今回はパンツルックの私服できていることもありそのまま太ももに装着してみるが、完成した出で立ちは今からサバイバルゲームにでも乱入しそうな姿。
「なんか……仰々しいですね。私どこかの戦場に放り込まれる予定があるんですか?」
「何言ってるんですか、本当の戦場はこんな装備では軽装もいいところです。あの銃弾の嵐の中は二度と行きたくない……」
尚斗はトラウマスイッチを押してしまったかのように何かを思い出しているのだろうか、遠い目をしている尚斗のハイライトが仕事を放棄していた。
「あの、ありがとうございました。こんなにも色々準備していただいて……きっと役立ててみせます!……でも、毎度色々くださいますが大丈夫だったんですか?」
今回のものを含めると尚斗からもらった小物類が溢れんばかりなのだ、過保護な親が子供を甘やかすように色々買い与えるような行動は美詞も少し心配になってしまう。
「え?ああ、問題ありません。以前も少し説明しましたが、技術研では現在一般人や公務退魔師が使う装備を開発しているんです。その鈴は美詞君専用のワンオフ品ですが、それでも桜井大社等の神社用に卸すための携帯鈴の派生品ですし、その他の装備は今後自衛隊等でも活用していくための装備品になります。試作品ですのでむしろ美詞君はテスターとしてバンバン使って意見を出してほしいですね」
自衛隊の中にも術は使えないまでも術具等を起動するだけならば問題のない人間は育ってきている。

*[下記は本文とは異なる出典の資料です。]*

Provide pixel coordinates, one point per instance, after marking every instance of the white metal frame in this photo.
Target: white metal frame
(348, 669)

そういった対処部隊がいずれ前線で使えるための装備として開発が進められていたのだ。
「あの、それで……話は変わるのですが、実は神耶さんに聞きたいことがありまして……」
「ん?なんでしょうか?」
「……神耶さんが抱えていらっしゃる事情に関してです。……私に教えていただけませんか?」
美詞の意を決した願いに、尚斗は一旦美詞から視線を外すと目を閉じ考え込んでしまった。